Après un week-end difficile à Baku, Jolyon a hâte d’affronter les défis du rapide Red Bull Ring.

Quel est votre bilan de Baku après une semaine ?
Je suis dans l’ensemble très positif sur Baku en fait, même si j’ai peu à montrer pour le prouver ! Les drapeaux jaunes en qualifications nous ont beaucoup coûté et j’ai fait quelques erreurs en course ensuite. L’essentiel de mes problèmes est arrivé au premier virage. Après un bon départ, j’ai bloqué au freinage et fait des plats sur mes pneus. Cela m’a obligé à faire un nouvel arrêt, sans lequel nous aurions pu être un peu plus haut et devant les deux Haas. Mais globalement, la voiture était bien et nous faisons des progrès.

Autriche : gravir toutes les cimes au fil des gués ?
Exactement.
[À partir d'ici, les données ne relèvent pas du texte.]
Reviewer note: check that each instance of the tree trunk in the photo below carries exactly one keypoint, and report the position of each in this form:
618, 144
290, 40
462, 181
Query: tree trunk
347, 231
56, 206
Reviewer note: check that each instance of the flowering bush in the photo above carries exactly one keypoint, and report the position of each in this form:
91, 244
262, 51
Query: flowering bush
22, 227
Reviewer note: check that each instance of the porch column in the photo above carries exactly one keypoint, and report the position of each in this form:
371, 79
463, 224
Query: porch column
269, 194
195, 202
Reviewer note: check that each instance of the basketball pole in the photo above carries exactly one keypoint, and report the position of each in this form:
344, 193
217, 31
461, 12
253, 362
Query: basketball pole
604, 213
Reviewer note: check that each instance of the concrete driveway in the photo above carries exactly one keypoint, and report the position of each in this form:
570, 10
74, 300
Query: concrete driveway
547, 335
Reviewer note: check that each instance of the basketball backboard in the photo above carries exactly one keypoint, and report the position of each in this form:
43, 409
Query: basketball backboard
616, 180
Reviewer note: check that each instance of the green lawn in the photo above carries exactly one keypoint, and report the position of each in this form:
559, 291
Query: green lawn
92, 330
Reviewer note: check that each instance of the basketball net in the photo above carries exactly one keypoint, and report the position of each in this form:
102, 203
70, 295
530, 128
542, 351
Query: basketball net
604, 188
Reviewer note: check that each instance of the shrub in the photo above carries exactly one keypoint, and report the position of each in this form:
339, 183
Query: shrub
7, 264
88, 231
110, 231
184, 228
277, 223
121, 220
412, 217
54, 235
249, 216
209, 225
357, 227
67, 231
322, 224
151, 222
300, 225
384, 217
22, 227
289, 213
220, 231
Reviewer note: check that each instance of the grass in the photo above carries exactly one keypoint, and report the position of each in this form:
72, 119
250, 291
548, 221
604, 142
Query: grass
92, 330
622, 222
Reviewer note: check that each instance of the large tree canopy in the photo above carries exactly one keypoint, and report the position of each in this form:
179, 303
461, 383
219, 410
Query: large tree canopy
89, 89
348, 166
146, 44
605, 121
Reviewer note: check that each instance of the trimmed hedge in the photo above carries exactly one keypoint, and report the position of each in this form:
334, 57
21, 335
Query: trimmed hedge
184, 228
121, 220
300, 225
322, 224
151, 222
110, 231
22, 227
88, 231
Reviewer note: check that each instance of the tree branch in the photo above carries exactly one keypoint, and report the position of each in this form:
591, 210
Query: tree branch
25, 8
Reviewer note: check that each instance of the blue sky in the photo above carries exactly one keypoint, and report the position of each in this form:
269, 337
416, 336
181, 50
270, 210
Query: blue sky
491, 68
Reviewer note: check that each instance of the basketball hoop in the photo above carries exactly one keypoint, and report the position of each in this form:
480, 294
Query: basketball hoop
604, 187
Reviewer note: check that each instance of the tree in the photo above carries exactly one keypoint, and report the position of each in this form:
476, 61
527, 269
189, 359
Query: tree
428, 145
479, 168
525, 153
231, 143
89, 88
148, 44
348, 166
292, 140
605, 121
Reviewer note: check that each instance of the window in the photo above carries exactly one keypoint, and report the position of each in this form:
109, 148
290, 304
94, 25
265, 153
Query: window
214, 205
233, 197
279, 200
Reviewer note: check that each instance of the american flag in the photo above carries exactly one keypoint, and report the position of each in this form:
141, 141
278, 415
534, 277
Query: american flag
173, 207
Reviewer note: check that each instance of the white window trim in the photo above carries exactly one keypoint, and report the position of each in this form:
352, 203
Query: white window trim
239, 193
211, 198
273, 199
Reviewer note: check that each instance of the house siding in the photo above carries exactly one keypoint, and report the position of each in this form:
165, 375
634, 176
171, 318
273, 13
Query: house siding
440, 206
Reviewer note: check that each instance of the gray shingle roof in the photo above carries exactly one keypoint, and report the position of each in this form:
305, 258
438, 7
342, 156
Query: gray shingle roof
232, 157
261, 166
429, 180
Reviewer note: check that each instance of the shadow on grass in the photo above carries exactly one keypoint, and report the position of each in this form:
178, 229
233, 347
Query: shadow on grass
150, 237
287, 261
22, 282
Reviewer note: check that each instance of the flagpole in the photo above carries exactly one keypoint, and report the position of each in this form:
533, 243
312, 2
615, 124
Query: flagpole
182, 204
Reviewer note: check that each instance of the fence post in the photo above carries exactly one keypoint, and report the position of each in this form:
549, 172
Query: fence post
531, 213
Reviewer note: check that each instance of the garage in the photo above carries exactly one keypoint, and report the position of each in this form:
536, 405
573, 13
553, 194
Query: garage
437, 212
J’ai hâte de retrouver le cœur de l’Europe. Nous n’étions malheureusement pas très compétitifs à Baku, mais nous devrions être plus dans le coup en Autriche, un circuit plus rapide qui devrait bien mieux convenir à notre monoplace.

Aimez-vous piloter sur ce tracé ?
Le Red Bull Ring est une piste relativement simple avec seulement sept virages. Il sera très important d’enchaîner les secteurs pour faire un bon tour tant les écarts sont serrés et que toute erreur peut coûter vraiment cher. J’apprécie toutefois le fait que le pilote puisse faire la différence. Il y a des zones bosselées et des opportunités de dépassement, à l’image des deux premiers virages. D’autres sont aussi rapides, comme l’avant-dernier. Enfin, le dernier virage est légèrement en dévers et il faut y maintenir sa vitesse. J’y ai couru en 2014 et j’ai participé aux EL1 l’an passé. En raison des lignes droites et de la faible dégradation des pneumatiques, c’est bien plus amusant avec une F1 et nous pouvons attaquer tout au long de la course.